L’assurdo è che i cittadini, destinatari delle regole, come il signore diversamente giovane della sceneggiatura, quasi sempre non ci trovano niente di strano, anzi ne sono contenti, perché cosi i rapinatori non rapineranno, gli stupratori non stupreranno, i ladri non ladreranno e tutti saremo più tranquilli e sicuri.
Volendo cercare un’attenuante per i cittadini suddetti, si potrebbe dire che in una situazione di paura artificialmente indotta, passatempo più o meno sempre praticato da chi governa, nel passato recente o remoto, ma anche nelle democrazie di oggidì, il cittadino sia indotto a chiedere sempre più regole e più divieti.
Vero, ma questa attenuante si applica solo al “cittadino bue” del “popolo bove”.
I cittadini “normali” non devono farsi incantare dai giochetti di illusionisti di professione, ma anzi farsi ben sentire, particolarmente nelle democrazie elettive come almeno formalmente è la nostra.
A maggior ragione questo vale per i Cittadini della Rete (anche se la loro percentuale tra i naviganti sociali è molto piccola) che vivono in un mondo sempre in divenire, dove le regole sono spesso inutili o dannose, difficili da scrivere bene ed ancora più difficili da applicare.
Un mondo dove i più forti ormai stanno sempre un passo avanti e sui quali le regole non fanno presa, anche perché spesso sono scritte proprio per questo.
Un mondo che possiede una singolare caratteristica: tutti quelli che non lo abitano sono convinti di sapere come dovrebbe funzionare e di essere in grado di dettare le regole giuste, morali o legali, a chi lo abita.

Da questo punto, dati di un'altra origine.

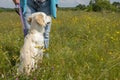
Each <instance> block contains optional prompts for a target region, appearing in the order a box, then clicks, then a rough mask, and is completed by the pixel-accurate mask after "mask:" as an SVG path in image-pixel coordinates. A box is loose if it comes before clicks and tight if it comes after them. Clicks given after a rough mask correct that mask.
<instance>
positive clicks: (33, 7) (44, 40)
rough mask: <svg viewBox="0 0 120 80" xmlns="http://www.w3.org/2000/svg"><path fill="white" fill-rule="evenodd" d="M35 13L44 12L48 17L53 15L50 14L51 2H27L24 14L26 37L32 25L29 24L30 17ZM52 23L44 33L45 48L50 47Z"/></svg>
mask: <svg viewBox="0 0 120 80" xmlns="http://www.w3.org/2000/svg"><path fill="white" fill-rule="evenodd" d="M35 12H44V13H46V14H47V15H51V13H50V0H46V1H44V2H37V1H35V0H27V6H26V12H25V14H23V21H24V36H26V35H27V33H28V30H29V29H30V25H29V23H28V22H27V19H28V17H29V16H30V15H31V14H32V13H35ZM50 28H51V23H50V24H48V25H47V26H46V27H45V33H44V39H45V40H44V44H45V48H48V47H49V33H50Z"/></svg>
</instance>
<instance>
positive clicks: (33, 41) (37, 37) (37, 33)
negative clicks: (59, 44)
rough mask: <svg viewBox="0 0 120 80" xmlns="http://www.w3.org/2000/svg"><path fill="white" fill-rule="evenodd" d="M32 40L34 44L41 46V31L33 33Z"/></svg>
mask: <svg viewBox="0 0 120 80" xmlns="http://www.w3.org/2000/svg"><path fill="white" fill-rule="evenodd" d="M32 42H33V43H35V44H36V45H41V46H43V44H44V36H43V34H41V33H35V34H34V35H33V37H32Z"/></svg>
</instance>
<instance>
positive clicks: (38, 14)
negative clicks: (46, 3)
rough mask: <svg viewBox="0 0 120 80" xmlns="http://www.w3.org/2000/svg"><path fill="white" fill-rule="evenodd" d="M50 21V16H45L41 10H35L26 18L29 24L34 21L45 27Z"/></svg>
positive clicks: (30, 23) (50, 17) (43, 13)
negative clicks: (38, 11) (28, 16)
mask: <svg viewBox="0 0 120 80" xmlns="http://www.w3.org/2000/svg"><path fill="white" fill-rule="evenodd" d="M50 22H51V17H50V16H47V15H46V14H45V13H43V12H36V13H33V14H32V15H31V16H30V17H29V18H28V23H29V24H30V25H35V24H36V23H37V24H38V25H40V26H42V27H45V26H46V25H47V24H49V23H50Z"/></svg>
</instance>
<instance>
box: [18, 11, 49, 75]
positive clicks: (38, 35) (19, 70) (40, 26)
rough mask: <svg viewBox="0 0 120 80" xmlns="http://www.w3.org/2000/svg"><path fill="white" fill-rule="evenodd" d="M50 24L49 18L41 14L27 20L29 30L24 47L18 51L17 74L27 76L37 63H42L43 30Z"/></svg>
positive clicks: (43, 38) (36, 66)
mask: <svg viewBox="0 0 120 80" xmlns="http://www.w3.org/2000/svg"><path fill="white" fill-rule="evenodd" d="M50 22H51V17H50V16H47V15H46V14H45V13H43V12H36V13H33V14H32V15H31V16H30V17H29V18H28V23H29V24H30V26H31V27H30V29H29V32H28V34H27V35H26V37H25V39H24V45H23V47H22V48H21V50H20V65H19V67H18V74H21V73H25V74H27V75H29V74H30V73H31V71H34V70H35V69H37V64H38V62H42V58H43V49H44V36H43V35H44V32H45V30H44V28H45V26H46V25H47V24H49V23H50Z"/></svg>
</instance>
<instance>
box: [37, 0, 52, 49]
mask: <svg viewBox="0 0 120 80" xmlns="http://www.w3.org/2000/svg"><path fill="white" fill-rule="evenodd" d="M38 11H40V12H44V13H46V14H47V15H51V12H50V0H46V1H44V2H40V3H39V8H38ZM50 28H51V23H50V24H48V25H47V26H46V27H45V33H44V44H45V49H47V48H48V47H49V33H50Z"/></svg>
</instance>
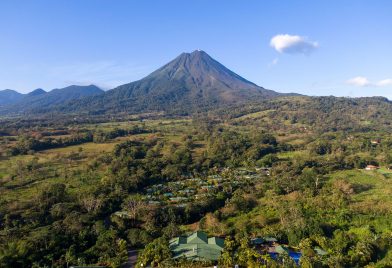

Gli altri sono pedofascionazisti .
Un mondo dove la persona diversamente anziana di cui sopra si troverebbe perfettamente a suo agio, avendo già capito come fare a manipolare le regole a proprio tornaconto.
Un mondo che nessuno pare più difendere.
In un mondo materiale dove la vita è sempre più difficile e le regole sempre più manipolate a vantaggio di pochi, difendere l’ultimo posto dove la libertà di parola e di espressione può essere esercitata alla faccia dei manipolatori dovrebbe essere percepito non solo come un dovere ma banalmente come una convenienza personale da tutti.
Un dovere per i legislatori che dettano le regole, per i magistrati che le “ricordano” ai cittadini, ed un diritto per i cittadini che che le devono rispettare ma non subire.
Alla faccia degli occhioni apparentemente innocenti ma severi dove, a guardare bene ed a fondo, si può trovare lo sguardo manipolatore di un Grande Fratello.
Richiedere il rispetto dei diritti civili non è un optional: la libertà, se non esercitata costantemente, appassisce e muore.